In 2002 a television documentary was broadcast which implied that the defects that caused the crashes were known to the manufacturer and the authorities but that they had allowed it to continue in service for reasons of national prestige and commercial expediency. This rekindled the author’s interest in the Comet disasters and eventually led to this book which refutes the allegations made in the programme. The book provides a detailed description of the Comet 1’s short career and the investigation and public inquiry that followed its final grounding. It also includes an account of experimental work carried out on the remaining Comets after the inquiry and the appearance of further evidence that changed some of the ideas about the mechanism of the first disintegration. A computer analysis of the stress pattern around a Comet window carried out for the book shows the areas of maximum stress that led to its failure.

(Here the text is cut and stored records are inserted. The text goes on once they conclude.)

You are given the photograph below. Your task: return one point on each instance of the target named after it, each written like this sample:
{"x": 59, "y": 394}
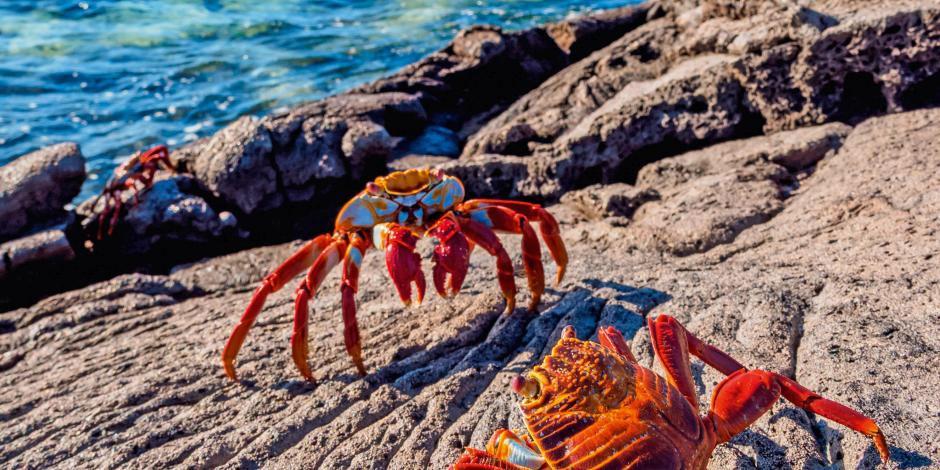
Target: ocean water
{"x": 120, "y": 76}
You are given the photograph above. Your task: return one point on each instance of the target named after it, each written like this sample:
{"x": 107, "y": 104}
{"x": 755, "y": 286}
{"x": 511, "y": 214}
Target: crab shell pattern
{"x": 591, "y": 406}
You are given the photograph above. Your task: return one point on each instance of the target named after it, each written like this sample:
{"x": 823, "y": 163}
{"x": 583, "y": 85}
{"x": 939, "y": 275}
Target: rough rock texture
{"x": 727, "y": 198}
{"x": 166, "y": 212}
{"x": 270, "y": 179}
{"x": 838, "y": 288}
{"x": 49, "y": 246}
{"x": 707, "y": 197}
{"x": 713, "y": 71}
{"x": 34, "y": 188}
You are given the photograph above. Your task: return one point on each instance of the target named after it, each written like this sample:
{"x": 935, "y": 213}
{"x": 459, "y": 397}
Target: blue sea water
{"x": 120, "y": 76}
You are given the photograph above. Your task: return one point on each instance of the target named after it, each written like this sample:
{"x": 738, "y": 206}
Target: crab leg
{"x": 745, "y": 395}
{"x": 294, "y": 265}
{"x": 548, "y": 227}
{"x": 104, "y": 215}
{"x": 506, "y": 220}
{"x": 350, "y": 285}
{"x": 404, "y": 265}
{"x": 673, "y": 344}
{"x": 118, "y": 204}
{"x": 484, "y": 236}
{"x": 308, "y": 287}
{"x": 451, "y": 256}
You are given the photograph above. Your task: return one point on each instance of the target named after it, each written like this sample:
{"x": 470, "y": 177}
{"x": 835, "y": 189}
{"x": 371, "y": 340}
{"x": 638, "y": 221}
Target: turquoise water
{"x": 117, "y": 77}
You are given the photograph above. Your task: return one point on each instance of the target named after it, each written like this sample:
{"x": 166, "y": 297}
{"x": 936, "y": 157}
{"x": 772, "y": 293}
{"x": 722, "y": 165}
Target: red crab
{"x": 137, "y": 170}
{"x": 591, "y": 406}
{"x": 391, "y": 214}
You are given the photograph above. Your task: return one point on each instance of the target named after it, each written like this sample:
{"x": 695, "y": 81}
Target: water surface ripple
{"x": 120, "y": 76}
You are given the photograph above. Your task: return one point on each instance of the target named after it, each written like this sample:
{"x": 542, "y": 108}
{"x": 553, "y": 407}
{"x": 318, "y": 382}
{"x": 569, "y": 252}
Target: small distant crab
{"x": 136, "y": 174}
{"x": 391, "y": 214}
{"x": 591, "y": 406}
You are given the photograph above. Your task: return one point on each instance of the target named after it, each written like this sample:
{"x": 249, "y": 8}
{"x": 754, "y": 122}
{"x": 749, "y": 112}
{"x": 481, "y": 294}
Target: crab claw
{"x": 451, "y": 256}
{"x": 404, "y": 265}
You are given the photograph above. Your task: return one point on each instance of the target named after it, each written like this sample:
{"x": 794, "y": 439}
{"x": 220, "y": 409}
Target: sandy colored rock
{"x": 837, "y": 289}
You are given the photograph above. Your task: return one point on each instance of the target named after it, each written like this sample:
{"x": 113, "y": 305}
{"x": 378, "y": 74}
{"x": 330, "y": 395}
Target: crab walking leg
{"x": 451, "y": 256}
{"x": 118, "y": 205}
{"x": 548, "y": 227}
{"x": 671, "y": 345}
{"x": 745, "y": 395}
{"x": 103, "y": 216}
{"x": 294, "y": 265}
{"x": 308, "y": 287}
{"x": 506, "y": 220}
{"x": 482, "y": 235}
{"x": 350, "y": 285}
{"x": 404, "y": 265}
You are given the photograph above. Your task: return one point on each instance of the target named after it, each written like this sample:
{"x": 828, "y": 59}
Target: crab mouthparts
{"x": 528, "y": 388}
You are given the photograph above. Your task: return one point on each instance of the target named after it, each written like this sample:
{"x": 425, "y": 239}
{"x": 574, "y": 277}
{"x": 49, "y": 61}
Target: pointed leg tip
{"x": 230, "y": 370}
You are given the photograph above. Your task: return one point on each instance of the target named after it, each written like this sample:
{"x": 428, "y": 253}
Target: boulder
{"x": 47, "y": 247}
{"x": 556, "y": 106}
{"x": 35, "y": 187}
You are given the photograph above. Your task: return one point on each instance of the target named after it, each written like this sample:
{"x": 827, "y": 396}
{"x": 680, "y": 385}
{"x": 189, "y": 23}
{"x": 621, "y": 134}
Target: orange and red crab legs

Review from The Journal of the Rolls-Royce Heritage Trust, Issue 11 May 2019:

THIS is an incredibly well researched book on the background and history that led to the design and development of the aircraft, the entry into service, the series of accidents and the subsequent investigation and board of enquiry. The author has managed to combine both a lot of technical detail with a writing style that is easy to digest. It could have been incredibly dry, given the subject matter, but it isn't. I've built an extensive aviation library over many years, and this is one of the best additions to my collection. Recommended to pilots and aviation enthusiasts who want the definitive work on this very British facet of early jet transport – Amazon review.

About the Author:

ROBIN BRAY was born in Worsley, near Manchester, and went to Canon Slade Grammar School in Bolton. He studied medicine at University College London and after working in Oxford and Edinburgh became a consultant anaesthetist in Newcastle upon Tyne, where he still lives. He retired in 2007 and in 2009 published his first book, Walking on Bridges, also published by Hayloft, which won its category in the 2010 Lakeland Book of the Year. This was partly a book of walks along the packhorse routes of the English Lake District and partly a description of the many small stone bridges that enrich them. It also included information about the engineering of bridges.